At the GreenBuild 2013 conference last month Howard and I led a session on dematerializing the built environment by focusing on resource performance—that is, how the least material mass in a building or structure can deliver the greatest benefits to all stakeholders as well as the environment. While it is important to consider the carbon footprint, toxicity and environmental impacts of building materials, the reality is that massive structures tie up enormous amounts of resources and create an unnecessary economic burden—both initially and throughout their lifespan. Innovations in materials and information sciences including adaptive materials, materials that can be grown rather than manufactured,technologies for decentralized energy harvesting, and light-weighting design strategies are already enabling buildings, infrastructure and systems to function better while using less mass to construct and operate. Despite barriers such as code restrictions, risk aversion, reluctance to change and limited market presence, progress is being made by sharing knowledge and experiences, developing straightforward metrics for measuring resource performance and increasing access to information about innovations. Conferences such as GreenBuild that bring together committed, intelligent and passionate members of the green building community are a critical step toward accelerating this trajectory. Since the last time I attended GreenBuild (Chicago 2007), the focus of vendors in the exhibition hall has moved from marketing products and technologies as “green” to a commitment to providing environmentally friendly solutions. An increased level of professionalism was evident in substantive conversations with vendors and exhibitors about verified product content and performance levels. Neither vendors nor customers are satisfied with mere claims; both are committed to demonstrable and data-backed results.

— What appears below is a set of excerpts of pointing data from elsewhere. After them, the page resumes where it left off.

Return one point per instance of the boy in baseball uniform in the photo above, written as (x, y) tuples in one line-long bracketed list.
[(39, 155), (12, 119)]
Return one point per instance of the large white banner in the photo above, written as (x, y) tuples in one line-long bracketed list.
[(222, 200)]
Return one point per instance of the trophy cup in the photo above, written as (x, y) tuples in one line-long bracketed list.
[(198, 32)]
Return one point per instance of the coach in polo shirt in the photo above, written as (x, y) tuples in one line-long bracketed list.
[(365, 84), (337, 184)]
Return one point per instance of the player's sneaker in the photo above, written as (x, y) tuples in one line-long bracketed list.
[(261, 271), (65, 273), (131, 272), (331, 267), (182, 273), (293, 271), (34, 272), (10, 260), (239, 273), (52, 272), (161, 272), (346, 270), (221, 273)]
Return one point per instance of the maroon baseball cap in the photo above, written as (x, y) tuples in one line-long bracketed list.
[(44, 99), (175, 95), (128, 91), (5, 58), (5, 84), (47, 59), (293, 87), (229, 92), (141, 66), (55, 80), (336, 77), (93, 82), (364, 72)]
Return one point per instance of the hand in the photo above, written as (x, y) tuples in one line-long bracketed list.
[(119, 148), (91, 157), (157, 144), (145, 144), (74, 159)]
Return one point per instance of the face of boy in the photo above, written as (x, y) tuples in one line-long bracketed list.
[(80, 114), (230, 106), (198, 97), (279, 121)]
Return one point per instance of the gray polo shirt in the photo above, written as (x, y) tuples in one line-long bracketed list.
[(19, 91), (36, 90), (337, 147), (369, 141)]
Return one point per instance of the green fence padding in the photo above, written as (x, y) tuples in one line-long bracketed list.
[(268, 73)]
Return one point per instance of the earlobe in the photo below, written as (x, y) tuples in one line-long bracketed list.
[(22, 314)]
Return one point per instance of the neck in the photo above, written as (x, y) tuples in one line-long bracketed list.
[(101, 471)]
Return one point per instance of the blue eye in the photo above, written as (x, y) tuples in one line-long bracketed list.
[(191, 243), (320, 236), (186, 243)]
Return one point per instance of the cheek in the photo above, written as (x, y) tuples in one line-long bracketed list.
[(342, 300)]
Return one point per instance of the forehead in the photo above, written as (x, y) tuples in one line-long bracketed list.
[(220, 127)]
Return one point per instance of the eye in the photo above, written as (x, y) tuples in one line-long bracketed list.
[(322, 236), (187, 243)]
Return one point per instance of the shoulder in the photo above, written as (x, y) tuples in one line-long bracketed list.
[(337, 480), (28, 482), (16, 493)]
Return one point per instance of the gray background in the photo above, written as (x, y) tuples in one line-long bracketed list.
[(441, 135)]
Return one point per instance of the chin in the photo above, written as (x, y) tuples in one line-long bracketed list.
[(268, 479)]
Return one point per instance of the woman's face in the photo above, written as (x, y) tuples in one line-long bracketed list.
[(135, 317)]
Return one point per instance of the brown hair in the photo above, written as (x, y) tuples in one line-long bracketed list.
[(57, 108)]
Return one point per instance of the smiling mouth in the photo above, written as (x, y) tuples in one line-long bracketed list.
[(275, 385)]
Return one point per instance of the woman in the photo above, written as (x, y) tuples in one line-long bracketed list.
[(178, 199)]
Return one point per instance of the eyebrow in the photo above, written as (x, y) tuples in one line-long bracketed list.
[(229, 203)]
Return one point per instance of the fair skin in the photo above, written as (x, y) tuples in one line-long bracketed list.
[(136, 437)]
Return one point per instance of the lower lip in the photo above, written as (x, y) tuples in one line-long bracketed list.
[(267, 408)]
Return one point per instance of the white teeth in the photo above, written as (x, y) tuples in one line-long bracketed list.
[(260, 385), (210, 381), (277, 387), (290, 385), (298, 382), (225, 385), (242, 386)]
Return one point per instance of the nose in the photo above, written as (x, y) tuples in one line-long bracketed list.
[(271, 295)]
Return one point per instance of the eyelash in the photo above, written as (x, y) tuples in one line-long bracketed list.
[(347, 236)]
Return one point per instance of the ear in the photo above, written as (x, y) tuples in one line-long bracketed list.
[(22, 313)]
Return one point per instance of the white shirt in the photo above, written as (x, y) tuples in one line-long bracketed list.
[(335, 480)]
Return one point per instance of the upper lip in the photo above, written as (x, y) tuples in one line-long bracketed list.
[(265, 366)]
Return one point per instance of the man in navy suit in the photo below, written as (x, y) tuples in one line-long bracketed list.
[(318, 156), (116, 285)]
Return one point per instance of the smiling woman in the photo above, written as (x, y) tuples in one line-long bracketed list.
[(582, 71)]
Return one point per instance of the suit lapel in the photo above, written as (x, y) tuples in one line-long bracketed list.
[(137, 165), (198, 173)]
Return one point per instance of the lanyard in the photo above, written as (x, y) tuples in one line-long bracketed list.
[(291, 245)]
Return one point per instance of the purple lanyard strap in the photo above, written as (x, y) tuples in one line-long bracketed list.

With energy, new ideas and a strong systems perspective, the emerging leaders in green building are pushing the industry forward in exciting directions—and using technology and networks to accelerate the pace. The established leaders are welcoming this promising new talent and their diverse interests, perspectives and connections, by creating pathways to integrate new ideas for improving building performance. These emerging trends in systems thinking and a collaborative, cross-industry approach are shaping an exciting future for green building.
Reaching out to and engaging the public will also play a major role in the next phase of green building. A central message from Hillary Clinton’s keynote was that all stakeholders in the built environment—from professionals to members of the community—will need to have a more active voice in improving building performance and influencing optimized design choices. Professionals working in green building should expand outreach beyond their industries and engage stakeholders at all levels in order to accelerate the pace toward resource performance and innovation.
Achieving “Naked Value” or the pure benefits decoupled from the products or technologies used to get there, and resource performance are clearly on the radar of GreenBuild attendees—from adaptive tiles and anti-bacterial surfaces modeled after biological systems, to radiant flooring and glazing technologies that provide thermal control with minimal HVAC systems. In addition to our presentation, the concept of dematerialization appears to be entering the green building lexicon. I heard the term used by two other presenters, including Building Green magazine’s editor Nadav Malin, and Mark Hubbert from Terrapin Bright Green, and one of my colleagues at Atelier Ten heard it used in a healthy products seminar. In addition to attendees from EcoBuilding Pulse who were impressed by our new way of looking at materials’ resource performance, manufacturers, consultants, and architects are ready to embrace a resource-based perspective, and leverage innovative technologies, strategies and processes that deliver greater benefits using fewer resources.